According to the Chicago Tribune:
“This is at the crux of the problem with the marketplace here,” said David Hanna, a former president of the Chicago Association of Realtors and a member of a local task force trying to change the loan formula for the Chicago area. “The loan limit here is the same as it is in Dayton or Columbus or Peoria or Pekin. That’s crazy. It’s fundamentally unfair. Everything else here mirrors higher-cost areas in other parts of the country.”

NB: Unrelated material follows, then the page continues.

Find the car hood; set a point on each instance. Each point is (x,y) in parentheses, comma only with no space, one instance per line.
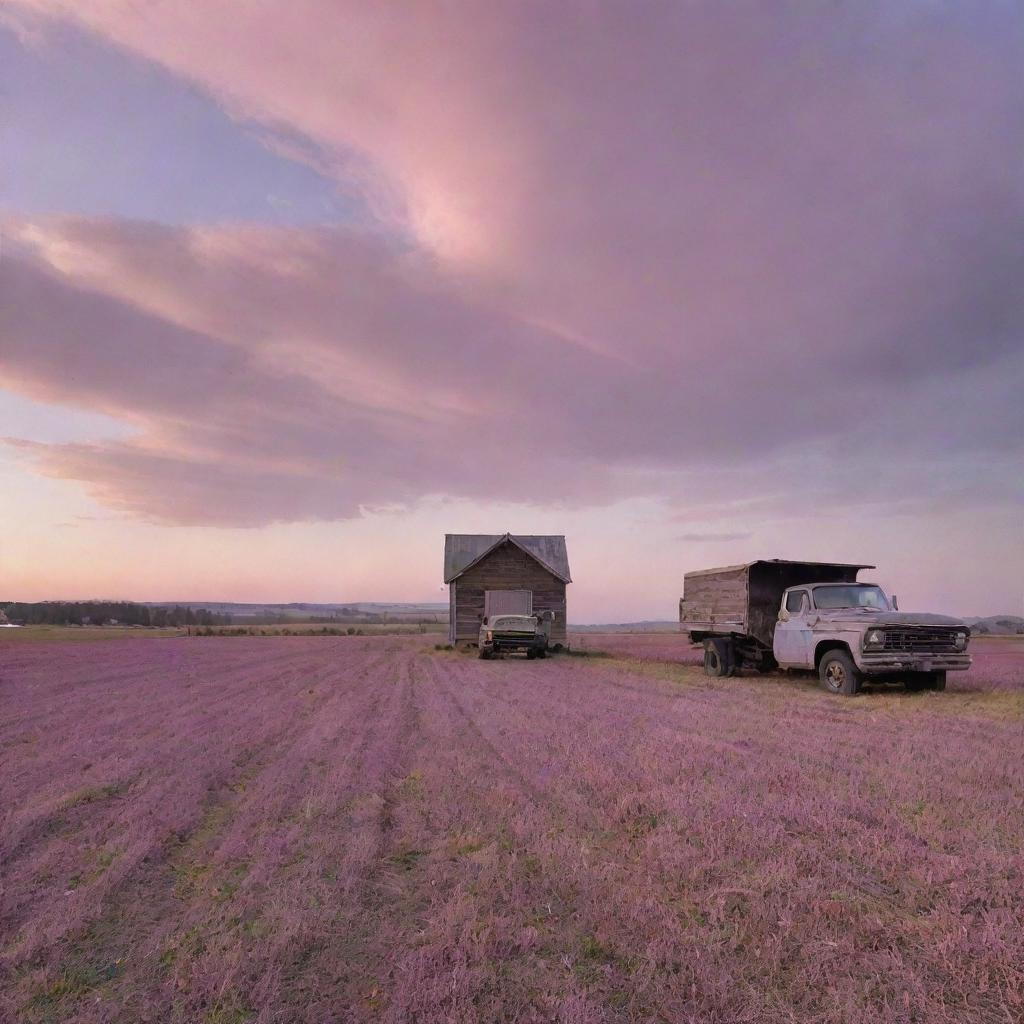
(869,617)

According to a brochure the group has developed to lobby the GSEs and congressional leaders, one remedy for the problem would be to base the lending limit for a Chicago-area county on 125 percent of the highest median home price of a given municipality within that county. Using 2006-2008 home values as an example, that would mean the lending limit would be $868,500 for Cook County, based on a median home price of $694,800 in Wilmette. Other county loan limits, using prices from the same time, would range from $417,625 in Kendall County to $1.125 million in Lake County.
If an increase of the jumbo loan limits for the Chicago area are approved through the Realtor Association efforts, many people think that the move would allow many homeowners who are currently up against the conforming loan limit to refinance into a more affordable loan program while rates are low.